Kubernetes Authorization
Authorization is executed after the authentication stage, but before the HTTP request body (if any) is deserialized. In other words, at this stage, authorization decisions cannot be made based on the user-provided data, only based on metadata. Additionally, the current API server data is also not available for making decisions.
Essentially, the parameters defined in the API server section, together with the user info, make up the attributes that are at the Authorizer's disposal for producing a response.
Kubernetes also provides an API, SubjectAccessReview
, which allows an actor check if another actor is authorized to perform a given action.
Kubernetes supports multiple Authorizers, where each Authorizer is asked serially from the first to the last. Each Authorizer can produce an Allow
, Deny
or NoOpinion
response. If Allowed, the API server short-circuits and proceeds to the next stage of the API request process. If NoOpinion
is returned, the API server asks the next Authorizer in the chain, or denies the request, if there is no further authorizer to ask. If Denied
, it short-circuits as well, and denies the request. In summary, order matters for the authorizer list.
The de-facto default authorizer chain consists of the builtin Node, and RBAC authorizers.
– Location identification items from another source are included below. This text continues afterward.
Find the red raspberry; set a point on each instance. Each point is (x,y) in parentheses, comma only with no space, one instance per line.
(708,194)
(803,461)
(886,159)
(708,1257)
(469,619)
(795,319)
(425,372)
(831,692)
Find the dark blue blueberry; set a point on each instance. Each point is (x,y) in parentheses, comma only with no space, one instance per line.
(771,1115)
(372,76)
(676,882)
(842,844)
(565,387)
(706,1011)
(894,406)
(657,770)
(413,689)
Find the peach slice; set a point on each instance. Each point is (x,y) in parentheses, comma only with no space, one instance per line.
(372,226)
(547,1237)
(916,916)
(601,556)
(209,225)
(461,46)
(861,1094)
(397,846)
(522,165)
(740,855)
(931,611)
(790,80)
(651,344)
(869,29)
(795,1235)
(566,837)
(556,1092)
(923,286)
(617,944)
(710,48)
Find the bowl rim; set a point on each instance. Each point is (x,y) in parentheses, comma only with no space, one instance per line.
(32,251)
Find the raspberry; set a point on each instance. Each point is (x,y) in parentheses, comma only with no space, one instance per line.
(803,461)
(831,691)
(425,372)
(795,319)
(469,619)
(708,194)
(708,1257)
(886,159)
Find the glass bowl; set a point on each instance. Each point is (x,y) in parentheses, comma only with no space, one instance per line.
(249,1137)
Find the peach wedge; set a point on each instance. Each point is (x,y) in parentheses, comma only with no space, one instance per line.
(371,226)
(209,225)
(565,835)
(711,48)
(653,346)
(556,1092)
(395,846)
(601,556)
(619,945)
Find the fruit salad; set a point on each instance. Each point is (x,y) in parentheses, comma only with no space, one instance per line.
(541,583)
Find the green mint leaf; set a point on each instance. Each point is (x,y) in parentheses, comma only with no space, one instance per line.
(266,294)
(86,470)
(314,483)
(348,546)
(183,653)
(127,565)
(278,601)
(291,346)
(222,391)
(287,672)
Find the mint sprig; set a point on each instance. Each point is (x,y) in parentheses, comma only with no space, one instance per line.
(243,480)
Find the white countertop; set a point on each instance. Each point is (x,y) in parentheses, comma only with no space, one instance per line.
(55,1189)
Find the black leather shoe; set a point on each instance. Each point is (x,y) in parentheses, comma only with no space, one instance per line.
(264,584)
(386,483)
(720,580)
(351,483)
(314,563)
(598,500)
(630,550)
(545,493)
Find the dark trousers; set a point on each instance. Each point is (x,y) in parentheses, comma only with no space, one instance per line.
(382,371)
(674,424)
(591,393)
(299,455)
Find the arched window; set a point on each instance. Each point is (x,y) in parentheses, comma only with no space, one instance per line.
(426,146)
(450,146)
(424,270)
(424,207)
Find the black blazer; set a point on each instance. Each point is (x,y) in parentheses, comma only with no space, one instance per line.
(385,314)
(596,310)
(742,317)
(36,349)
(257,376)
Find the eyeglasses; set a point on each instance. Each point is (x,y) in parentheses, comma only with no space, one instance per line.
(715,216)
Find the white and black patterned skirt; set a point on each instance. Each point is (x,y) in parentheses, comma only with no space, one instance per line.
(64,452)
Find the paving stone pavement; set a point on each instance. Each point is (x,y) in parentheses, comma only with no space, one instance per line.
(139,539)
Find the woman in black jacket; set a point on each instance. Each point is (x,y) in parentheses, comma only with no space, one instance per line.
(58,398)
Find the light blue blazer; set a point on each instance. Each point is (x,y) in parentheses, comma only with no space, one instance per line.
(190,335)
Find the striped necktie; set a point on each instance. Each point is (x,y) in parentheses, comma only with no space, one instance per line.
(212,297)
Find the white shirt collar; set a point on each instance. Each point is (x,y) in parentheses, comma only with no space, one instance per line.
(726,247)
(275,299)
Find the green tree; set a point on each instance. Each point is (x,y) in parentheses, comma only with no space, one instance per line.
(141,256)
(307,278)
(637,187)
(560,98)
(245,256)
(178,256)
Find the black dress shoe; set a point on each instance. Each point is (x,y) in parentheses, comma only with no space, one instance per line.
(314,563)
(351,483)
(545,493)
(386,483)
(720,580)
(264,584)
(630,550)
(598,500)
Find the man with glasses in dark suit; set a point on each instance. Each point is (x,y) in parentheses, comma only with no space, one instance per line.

Let's cover them next.
Kubernetes' RBAC Authorizer
Kubernetes implements declarative Role-Based Access Control through defining the ClusterRole
, Role
, ClusterRoleBinding
and RoleBinding
types, where the Cluster
prefix indicates that the role or binding applies cluster-wide, and absence means the role or binding applies in a given namespace.
RBAC rules are purely additive, in other words the RBAC authorizer will return other Allow
, or NoOpinion
, never Deny
.
A (Cluster)RoleBinding defines a mapping between a set of users or groups (matching username and groups of UserInfo
) that are bound to one (Cluster)Role.
A (Cluster)Role defines a set of policies for allowed requests to match. Each policy defines:
- A set of apiGroups to match (any of them)
- A set of resources to match (any of them)
- A set of verbs to match (any of them)
An allowed request must contain a matching apiGroup, resource and verb.
Optionally, the rule can contain a set of resourceNames to match as well, for when the request's name must be in the list too.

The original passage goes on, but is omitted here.